Here we are, moving through our deep Christian stories from Holy Week, to Good Friday to Easter. From stories of abandonment, betrayal, forgiveness and love, to Good Friday violence and despair, to Easter hope and new life.
All of these stories we know so well are stories of God in Jesus that resonate with our own life stories: both the best in us and the worst in us.
In this period, we hear stories of Jesus’s friends falling asleep when he needed them, denying, abandoning and betraying him and each other. We hear stories of the destructive power of mobs and the cruel exertion of power and repression by an occupying force. We hear stories of one-time followers, fragmenting and dispersing in their disillusionment, or huddled in fear.
We also hear stories of women who remained by Jesus’s side through thick and thin, of friends who risked all to provide for respectful burial and blessing of Jesus’s body. We hear of those who prayed in hope and in unrelenting love, and of those who were brought back together as they encountered the living One of God.

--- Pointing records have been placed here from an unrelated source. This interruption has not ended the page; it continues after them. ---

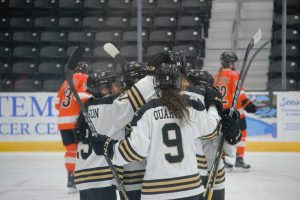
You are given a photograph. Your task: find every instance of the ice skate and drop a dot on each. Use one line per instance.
(71, 184)
(241, 166)
(228, 166)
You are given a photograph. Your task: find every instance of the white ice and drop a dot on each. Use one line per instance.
(41, 176)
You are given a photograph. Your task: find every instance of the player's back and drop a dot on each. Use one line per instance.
(171, 170)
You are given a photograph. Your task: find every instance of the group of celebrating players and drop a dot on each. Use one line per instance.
(160, 129)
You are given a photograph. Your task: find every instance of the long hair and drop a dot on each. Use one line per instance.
(175, 102)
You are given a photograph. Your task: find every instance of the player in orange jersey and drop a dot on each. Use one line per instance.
(226, 80)
(68, 111)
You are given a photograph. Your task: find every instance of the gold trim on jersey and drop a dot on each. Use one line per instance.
(220, 178)
(96, 174)
(135, 98)
(177, 184)
(128, 152)
(214, 134)
(133, 177)
(201, 162)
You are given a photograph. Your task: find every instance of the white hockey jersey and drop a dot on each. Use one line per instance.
(206, 148)
(168, 145)
(109, 116)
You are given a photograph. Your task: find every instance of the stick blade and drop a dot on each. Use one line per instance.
(111, 49)
(257, 36)
(75, 57)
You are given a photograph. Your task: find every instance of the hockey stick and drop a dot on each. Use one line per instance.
(243, 73)
(74, 59)
(114, 53)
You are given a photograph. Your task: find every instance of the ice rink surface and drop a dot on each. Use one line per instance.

In the past few weeks, we’ve been living with our own stories of anxiety and fear in various ways. As I am writing this, in the middle of March, four weeks before Easter, we are living in a time of uncertainty. Having come through unprecedented bushfires and thinking recovery might be starting, we are now in newly uncharted territory.
There is bulk-buying and hoarding, abuse of supermarket staff, anxiety about jobs and income, fear of businesses going under and failing financial markets, worry about children’s education and care of elderly loved ones, and concern for those whose resilience to these challenges is low.
But we also hear of people exchanging phone numbers to keep in touch, sharing supplies with elderly neighbours and checking in on them, and other random acts of kindness.
The situation is tapping into our fears, but what allows us to tap into hope instead?
I’ve been reflecting on how the resurrection stories are ones where Jesus’s followers found hope as they encountered him in their deepest points of despair or disillusionment. Jesus doesn’t fix everything for them, but they experience him in “close encounters”, still with them in their pain … and this changes everything.
They experience God in this Holy One, breaking into their lives and rekindling a sense of hope. This is the Good Friday and Easter story we still tell today.
The story of the breaking in of God’s redeeming love keeps going.
The heart of a society is known by how well it includes and cares for the most vulnerable: widows, orphans, strangers, those left on the edge. The gospel writers call us into loving God and neighbour as ourselves. In the coming months, there will be many who get left on the edge and who could fall through the cracks.
But there is One who brings hope in a different way of living amidst the turmoil and anxiety. Just like Jesus’s friends in the Easter stories, we are called into this Christ life, that brings hope and renewal into our lives and communities. This is our resurrection hope.